Wednesday, February 25, 2009

Requests for arbitration

Currently there are two requests for arbitration at English Wikipedia.  This post pertains to both of them, and also to that process generally. When contemplating opening a request for arbitration there are really three questions that need to be asked:
  • Is this an urgent problem that cannot be resolved by anything else?
  • Is this a non-urgent problem that cannot be resolved by anything else?
  • Is it clear to uninvolved people that it cannot resolved by anything else?

The times to request arbitration are where the first condition has been met, or else when both of the other conditions have been met.  One big cause of strife and drama happens when the third condition hasn't been satisfied.

This is a good metric for determining when other formal dispute resolution is appropriate.  Non-arbitration dispute resolution serves two purposes:

  • To resolve a dispute.
  • To provide a fair (if slim) chance at resolving a dispute, while demonstrating to uninvolved people that the appropriate attempts have been made.

It's important to remember what constitutes dispute resolution.  Administrative noticeboards are not dispute resolution.  Other than arbitration, formal dispute resolution comes in six flavors.

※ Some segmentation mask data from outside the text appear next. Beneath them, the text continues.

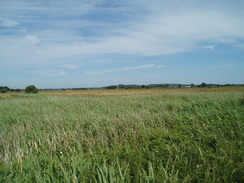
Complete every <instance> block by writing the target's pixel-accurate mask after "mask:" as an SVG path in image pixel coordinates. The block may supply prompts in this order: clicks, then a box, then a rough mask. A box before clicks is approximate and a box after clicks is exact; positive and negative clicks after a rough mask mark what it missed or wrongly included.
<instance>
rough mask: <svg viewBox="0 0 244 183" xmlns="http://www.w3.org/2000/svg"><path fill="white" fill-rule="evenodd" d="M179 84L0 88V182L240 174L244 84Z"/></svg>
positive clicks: (233, 175) (239, 176) (215, 181)
mask: <svg viewBox="0 0 244 183" xmlns="http://www.w3.org/2000/svg"><path fill="white" fill-rule="evenodd" d="M179 90H182V91H184V90H183V89H176V91H177V92H175V93H170V94H158V93H157V92H156V93H155V94H150V95H117V96H101V95H98V96H92V97H91V96H84V95H83V96H81V95H80V96H53V95H50V94H51V92H50V93H46V94H47V95H43V94H44V93H45V92H43V93H40V94H38V95H33V94H28V95H27V94H23V93H18V94H17V93H16V94H13V95H4V94H2V95H0V126H1V128H0V136H1V138H0V182H155V183H157V182H179V183H181V182H214V183H215V182H242V180H243V175H244V174H243V169H244V167H243V157H244V154H243V152H244V148H243V147H244V146H243V136H244V135H243V117H244V107H243V105H244V102H243V101H244V98H243V97H244V96H243V89H242V92H234V91H232V92H229V91H228V92H202V91H201V92H199V93H197V92H191V93H189V92H188V93H181V92H178V91H179ZM191 90H193V89H191ZM198 90H199V91H200V89H198V88H196V91H198ZM208 90H210V89H208V88H206V91H208ZM110 91H111V90H110ZM116 91H117V90H116ZM125 91H129V90H125ZM136 91H138V92H139V91H140V90H136ZM155 91H158V90H155ZM63 92H66V91H60V92H59V93H61V94H62V93H63ZM87 92H89V91H87ZM55 95H56V93H55Z"/></svg>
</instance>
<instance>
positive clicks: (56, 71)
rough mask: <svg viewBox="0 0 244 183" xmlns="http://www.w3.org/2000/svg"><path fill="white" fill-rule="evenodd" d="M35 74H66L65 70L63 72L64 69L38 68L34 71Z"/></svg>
mask: <svg viewBox="0 0 244 183" xmlns="http://www.w3.org/2000/svg"><path fill="white" fill-rule="evenodd" d="M35 74H38V75H43V76H51V77H55V76H63V75H66V74H67V72H65V71H64V70H40V71H36V72H35Z"/></svg>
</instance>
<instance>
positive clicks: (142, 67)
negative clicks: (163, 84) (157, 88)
mask: <svg viewBox="0 0 244 183" xmlns="http://www.w3.org/2000/svg"><path fill="white" fill-rule="evenodd" d="M162 67H165V65H156V64H146V65H137V66H133V67H121V68H115V69H108V70H104V71H99V72H94V71H87V72H86V74H88V75H103V74H107V73H112V72H121V71H131V70H138V69H147V68H162Z"/></svg>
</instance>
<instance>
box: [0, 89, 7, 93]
mask: <svg viewBox="0 0 244 183" xmlns="http://www.w3.org/2000/svg"><path fill="white" fill-rule="evenodd" d="M0 91H1V93H7V91H8V90H7V89H6V88H3V89H1V90H0Z"/></svg>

A while ago the dispute resolution navigation box used to list these clearly.  It no longer does, which may explain why requests for arbitration have been getting filed recently that cite nothing other than article talk discussions.  Those filings get rejected but waste everyone's time.  On other occasions, people try to list administrative board threads as if they were prior dispute resolution.  

It's a requirement when filing an arbitration to list prior steps at dispute resolution.  It's been my longstanding opinion that non-formal dispute resolution should be removed from that list on any request for arbitration.  The one exception is when the arbitration enforcement board has failed repeatedly, which indicates that a prior arbitration decision was unsuccessful.

If a situation is not urgent, usually two or three attempts at formal dispute resolution should be tried before filing a request for arbitration.  That's enough to demonstrate good faith efforts to resolve the problem.  

A key mistake that many editors make is to fail to open enough formal dispute resolution because they don't think it would work.  They might be right about that, but there's no way for the larger community to see that until it's tried.  

A lot of difficult RFAR discussions occur when the filer is technically right, but hasn't taken enough formal steps to demonstrate that to the community at large. Even if the case opens it could place all of its named parties at the center of a storm for one to three months afterward.  Usually it's better to open another formal dispute resolution process--even if it's mostly to clear the air and make the eventual arbitration more straightforward.  Optimism is worthwhile too with other dispute resolution; pleasant surprises have been known to happen.